In realtà, però, c’è anche Sucic...
"Lo sto seguendo con attenzione, all’inizio pensavo fosse quello che era qui al Salisburgo, poi ho scoperto che Petar era il cugino: anche l’interista è molto interessante, ha qualità e visione".
Come è il nuovo talento azzurro Pio Esposito visto a distanza?
"Non so se si parli troppo di lui, ma è un grande talento, forse quello che mancava all’Italia. A proposito, spero non facciate più scherzi: senza di voi, che Mondiale è? Giocare all’Inter con Thuram e Lautaro non è facile, anche il nostro Arnautovic è rimasto schiacciato, mentre a Roma non c’è tutta questa qualità davanti. Molto o tutto passa dai piedi di Soulé e di Dybala, che però gioca troppo poco".
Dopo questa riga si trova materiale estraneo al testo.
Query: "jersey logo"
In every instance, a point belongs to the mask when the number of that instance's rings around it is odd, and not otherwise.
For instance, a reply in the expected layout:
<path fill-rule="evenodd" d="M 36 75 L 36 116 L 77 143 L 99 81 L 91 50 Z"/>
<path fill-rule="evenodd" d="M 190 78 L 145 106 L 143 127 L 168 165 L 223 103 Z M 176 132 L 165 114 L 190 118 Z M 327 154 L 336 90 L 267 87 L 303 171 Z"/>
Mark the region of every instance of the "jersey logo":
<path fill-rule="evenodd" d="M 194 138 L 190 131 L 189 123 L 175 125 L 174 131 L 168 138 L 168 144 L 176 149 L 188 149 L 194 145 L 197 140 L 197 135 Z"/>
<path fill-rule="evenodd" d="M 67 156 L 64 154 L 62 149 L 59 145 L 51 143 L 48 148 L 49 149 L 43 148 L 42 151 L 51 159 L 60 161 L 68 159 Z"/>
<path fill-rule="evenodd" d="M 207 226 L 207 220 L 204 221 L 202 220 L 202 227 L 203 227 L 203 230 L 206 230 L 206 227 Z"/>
In generale, a che punto è arrivato il cantiere di Chivu?
"Mi pare molto avanti, ed è sorprendente perché arriva dopo una finale di Champions: sa che deve vincere subito, altrimenti sarà già in discussione".
In Gasp e Chivu vede qualcosa dei suoi maestri in Serie A, Bersellini e Liedolhm?
"Sono uomini di altri tempi quei due, uno più duro e l’altro più paterno: ho avuto fortuna a conoscerli. Posso solo augurare agli allenatori di oggi di essere grandi come loro...".
Nei suoi sabati con la “Pete Art & Band” che canzoni dedicherebbe a questi due tecnici?
"A Gasp un classico 'Grazie Roma', la canzone eterna con cui concludo i concerti. A Chivu un 'Diamante' di Zucchero perché la sua squadra brilla".
Dica la verità: che effetto le fa vedere Oriali trionfante a Napoli?
"Non mi dà fastidio, ma mi dispiace un po’. So che è molto amico di Conte e capisco perché sia andato lì, però spero che un giorno torni all’Inter perché il suo sangue è nerazzurro. Come quello di Beccalossi, altro grande amico e il giocatore più “maradoniano” che ho visto. So che sta meglio, sono disposto a subire di nuovo i suoi scherzi pur di tornare a cena con lui...".